Another example is the recent film Lom Nava Love produced by Fanon Hill of the Youth Resiliency Institute in Baltimore. Lom Nava follows the work of community organizer and elder Momma Shirley. One of the methods of liberation and empowerment used by Shirley and other residents of the Cherry Hill community in Baltimore is for individuals to don costume and code name, to become concentrated embodiments of their artistic creativity, highest aspirations, and deep genius.

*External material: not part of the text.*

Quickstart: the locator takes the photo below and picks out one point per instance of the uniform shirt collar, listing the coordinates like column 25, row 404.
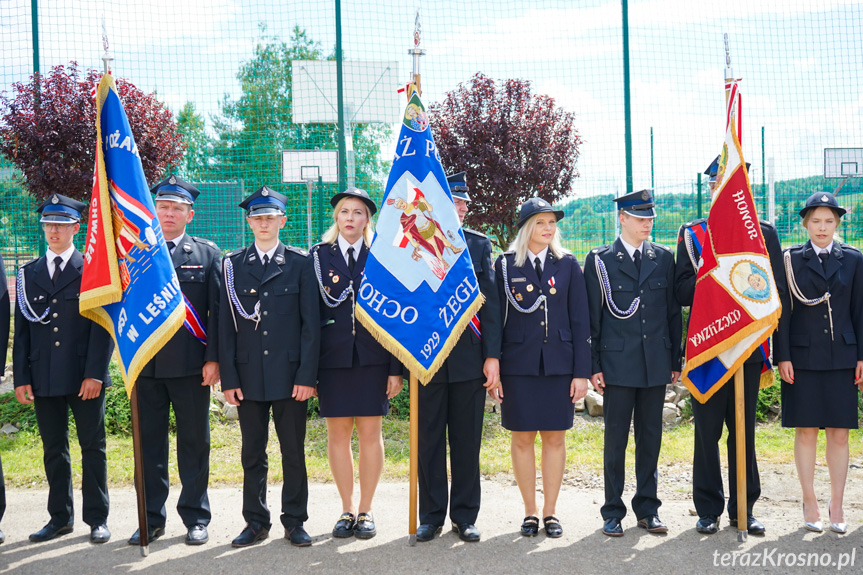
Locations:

http://https://vimeo.com/18585
Like the shields of STC and of the costumes of Baltimore, superpowers are often blunt metaphors or exaggerations of qualities that we possess. Captain America, a skinny kid, put himself in harm’s way for the sake of others, even before he was enhanced by the steroids on steroids and the unbreakable shield. He was that shield and perhaps called it to himself by force of soul. The (s)hero’s inner“character” becomes their outer destiny and dharma. So how might we as guides employ aspects of these popular stories and help our youth develop that character to shape destiny? How can we be the Alfreds who shelter young Bruce Waynes as they apprentice and train? And we can’t just “let the youth lead the revolution.” We also must ask how can we model heroism in our everyday lives, even as we are aware (and reminded by the youth!) of our faults and shortcomings? How can we walk with them and to the degree possible, prepare them to return from fortresses of solitude, bat caves, schools of gifted youngsters, paradise islands of community, into Metropolises and Gothams of indifference, addiction, stress, soul numbness and individual and systemic violence? How can we, adults striving to live lives of continual initiation, model that sometimes, even daily you might have to tuck in your cape and button your S or your thunderbolt under a collared shirt?
These stories are immensely popular and have held their value as myths that connect us back to the eternal, that model the soul’s dive and sojourn in(to) time, the journey that we all go through quietly or in living color. These stories frame the questions that we ask generation after generation.
Who am I…really?
Where did I come from?
How can I face my life w/courage?
What do I have to offer to the world around me?
What do I do with the power given to me?
Perhaps these questions never change or change ever so slowly. But the context, the historical-cultural situation does. We inhabitants of industrial growth societies live in a world shaped by human hands, human intention, human intellect. We live in a world where you can access ages of accrued knowledge with a little black mirror in the palm of your hand. Where parents to be will be able to choose the eye color of their children. Where robot planes bomb cities to rubble. Where the power of agreement could end hunger and poverty world wide. Where one song, one beat surfs through billions of dancers. Where suits in valleys of silicon promise an ageless body. How can we wield such power with wisdom? How could we resist using it at all? We live in a superhuman world. Perhaps we always have. How do we initiate the youth, our children into a superhuman world?
Well…I don’t have the answers. By the time you read this, the new Spider Man will have dropped, and perhaps Peter Parker’s Uncle Ben will again intone the hint that comic book heads, soulful adults, and really everyone already knows. “With great power, comes great responsibility.